Un site dont la préhistorienne Colette Roubet, qui a également travaillé au CRAPE d’Alger fin des années 60, va faire sa thèse de Doctorat en trois volumes, sous la direction de Lionel Balout, en 1976 sous le titre : « Le néolithique de tradition capsienne en Algérie orientale : la grotte Capéletti au Khanguet Si Mohamed Tahar (Aurès) ».

C’est Saad Daghmani, le fils du montagnard qui aida Baptiste à construire son moulin qui dirigera, soixante dix ans plus tard, le chantier des fouilles archéologiques finales du site…

Reste la ferme missionnaire des moines de la congrégation des pères blancs…

Toute une histoire, tout un destin complexe pour lequel il faudrait raisonnablement un autre écrit, un autre récit qui nous mènerait, comme il avait d’ailleurs mené Fanny Colonna pour son livre, des Aurès jusqu’à la Via Aurélia à Rome où se trouvent les riches archives des Pères blancs, leurs journaux quotidiens, leurs lettres et photographies à Médina (Ichmoul) où résidait Baptiste…


« Conversation amicale entre « le lion des Aurès » et le Père Roger Luyten de Batna, saisie par madame Roubet, archéologue, qui prépare une thèse sur la grotte Capeletti. Les objets découverts par Jean-Baptiste dans cette grotte sont au Musée de l’Homme à Paris »

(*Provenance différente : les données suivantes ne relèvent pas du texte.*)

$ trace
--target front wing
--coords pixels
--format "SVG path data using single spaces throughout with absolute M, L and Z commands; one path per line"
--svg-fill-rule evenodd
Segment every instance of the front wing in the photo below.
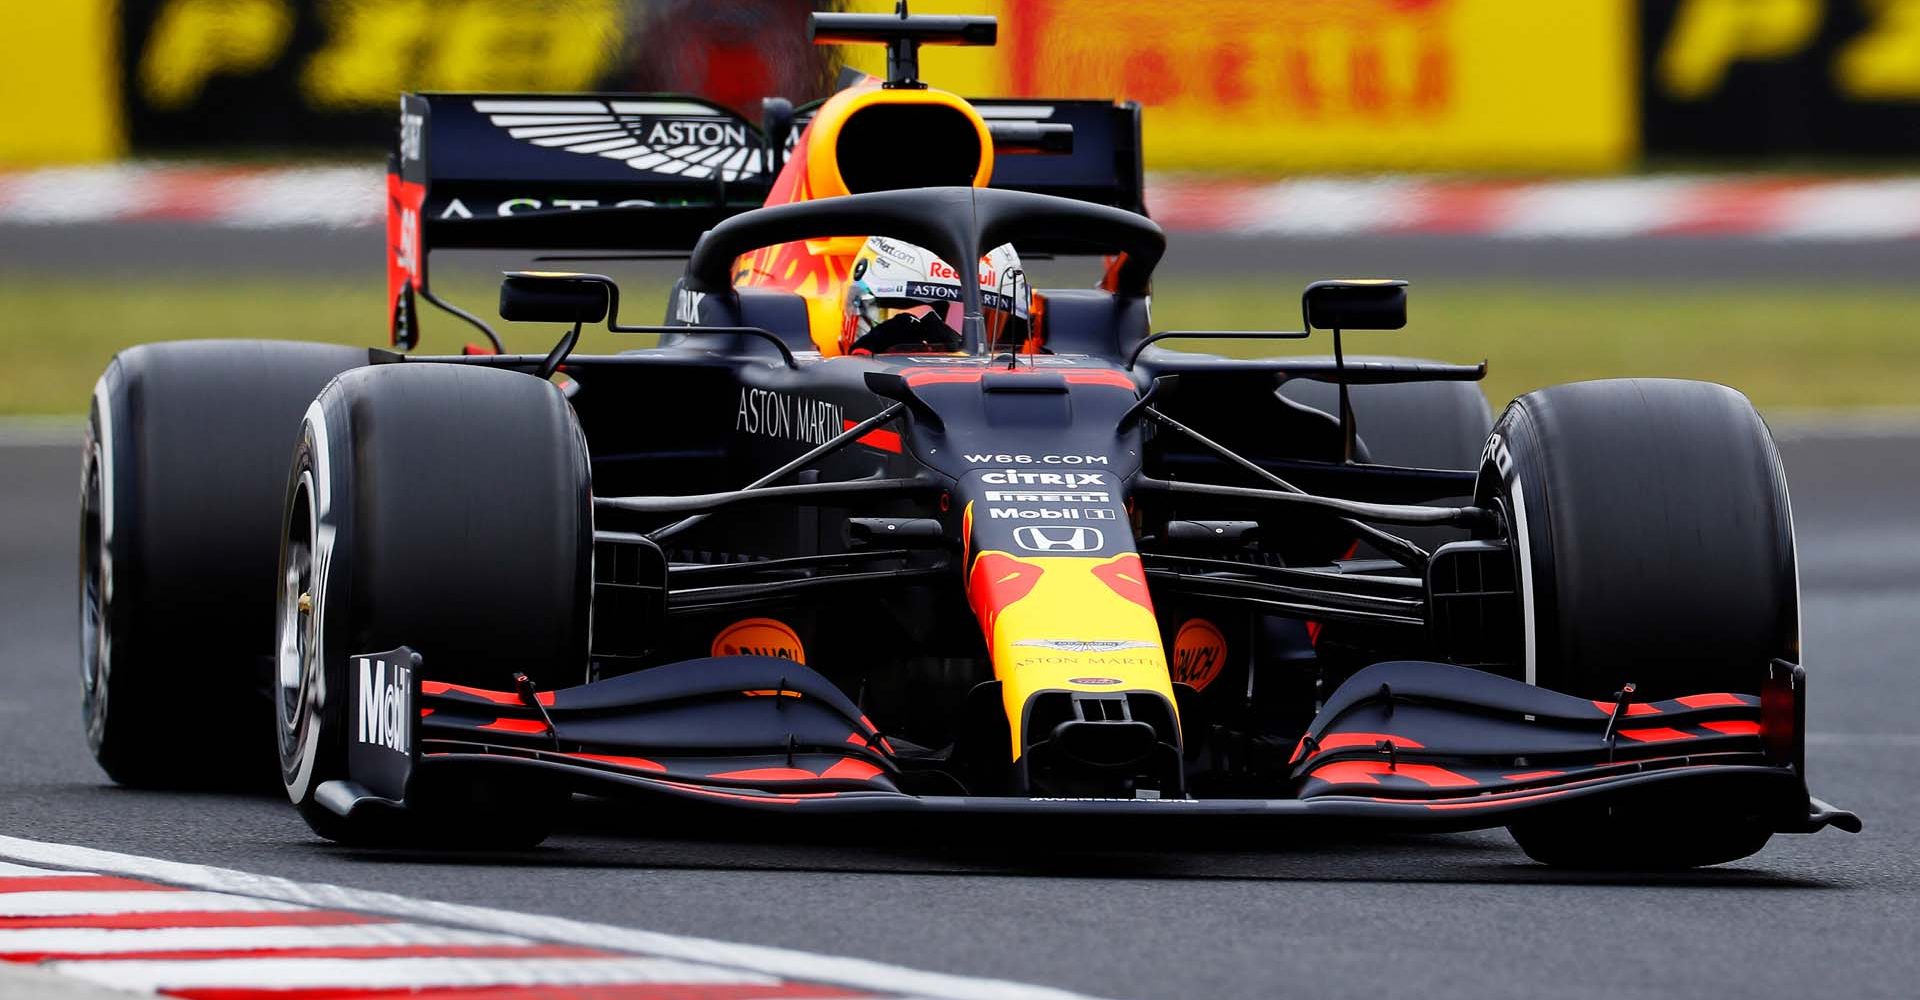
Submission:
M 1241 817 L 1434 831 L 1543 810 L 1616 805 L 1727 811 L 1776 832 L 1852 813 L 1808 794 L 1805 672 L 1776 662 L 1759 696 L 1587 701 L 1465 667 L 1383 663 L 1327 700 L 1257 798 L 1088 799 L 947 794 L 825 677 L 734 656 L 560 691 L 421 681 L 400 649 L 354 659 L 350 778 L 317 797 L 348 815 L 404 809 L 437 774 L 544 772 L 577 791 L 786 814 Z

Photo et texte extraits de L’Echo du diocèse de Constantine et d’Hippone, intitulé « Le lion des Aurès », du 15 novembre 1975…



Mystère aurassien en guise de final


C’est une pierre de la rivière et ce n’est pas une pierre.
Elle a quatre pattes et ce n’est pas une brebis.
Elle pond des œufs et ce n’est pas une poule.

La tortue…

Un des « Mystères » de la tradition littéraire orale chaoui répertorié par un des pères de la mission catholique de Médina…


Abderrahmane Djelfaoui

(Les photos sont extraites du livre de Fanny Colonna)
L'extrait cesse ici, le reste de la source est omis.